Yield: 4 to 6 servings
6 cups cubed butternut squash
5 cups water
1/2 teaspoon sea salt
1/2 cup soymilk or rice milk
1 tablespoon mirin
Pinch cayenne pepper, or to taste 1/4 cup chopped parsley 

1. Bring the squash, water and salt to boil in a large pot. Reduce the heat to medium-low, cover, and simmer for 20 minutes, or until tender.

2. Reserving the cooking liquid, transfer the squash with a slotted spoon to a blender or food processor. Add the soymilk and about 2 cups of the cooking liquid, and purée until smooth.

3. Return the puréed ingredients to the pot, and add as much of the remaining cooking liquid as needed to achieve the desired consistency. Add the mirin and cayenne pepper. Reheat if necessary.

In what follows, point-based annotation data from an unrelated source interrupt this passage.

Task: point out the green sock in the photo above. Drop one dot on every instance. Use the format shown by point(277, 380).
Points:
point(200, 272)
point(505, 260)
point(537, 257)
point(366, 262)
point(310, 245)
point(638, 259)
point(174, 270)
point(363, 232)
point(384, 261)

4. Garnish with parsley before serving.

Optional: Add a sprinkle or two of pumpkin pie spice, cinnamon, cloves, or nutmeg.


Millet Salad with Watercress and Pecans
This delicious salad has a hint of orange and the buttery crunch of toasted pecans, which always remind us of the holidays. Toasting the millet makes it light and fluffy. 

Yield: 4 to 6 servings
1 cup millet
2 cups water
1/4 teaspoon vegetable salt
2 tablespoons olive oil
3/4 cup coarsely chopped pecans
1 1/2 tablespoons umeboshi vinegar
2 teaspoons orange zest
1/2 cup julienne-cut carrots
2 cups watercress, large stems removed

1. Rinse the millet, drain, and place in a medium saucepan over medium/high heat. Stir constantly for 3 to 5 minutes, or until the millet is dry and emits a nutty aroma.

2. Add the water, vegetable salt, and 1 tablespoon of the oil to the pan. Cover, bring to a boil, then reduce the heat to low and simmer 20 minutes, or until the water is absorbed. Spread out the cooked millet on a tray to cool.

3. While the millet is cooking, place the pecans in an ovenproof pan and place in a 350˚F oven. Stirring occasionally, bake for 10 minutes or until lightly toasted (be careful not to burn). Transfer to a bowl and let cool.

4. Place the cooled millet and pecans in a medium salad bowl. Add the umeboshi vinegar, orange zest, and the remaining olive oil, and mix well. Add the carrots and watercress, toss well, and serve.


Short-Grain Brown Rice with Pecans and Shiitake Mushrooms
For the ultimate comfort food, enjoy this savory rice dish with a side of steamed or sautéed greens.

Yield: 6 to 8 servings
2 cups short-grain brown rice, rinsed and drained
3 cups water
1/8 teaspoon salt
1 cup toasted chopped pecans
1 cup dried shiitake mushrooms
2 cups hot water
1 tablespoon shoyu
1 tablespoon mirin 

1. Place the rice, water, and salt in a pressure cooker. Cover, place on the stovetop over high heat, and bring to pressure. Reduce the heat to low and cook for 45 minutes. Remove from the heat and let the pressure come down on its own.

2. Place the shitake in a bowl and cover with the hot water. Soak about 30 minutes to reconstitute. Transfer the mushrooms and soaking water to a medium pot and bring to a boil. Add the shoyu and mirin, reduce the heat to low, and simmer 15 minutes or until the mushrooms are tender.

3. Remove the mushrooms from the pot and set aside to cool. Remove and discard the stems, and thinly slice the caps.

4. Add the sliced shiitake and pecans to the cooked rice. Mix well and serve.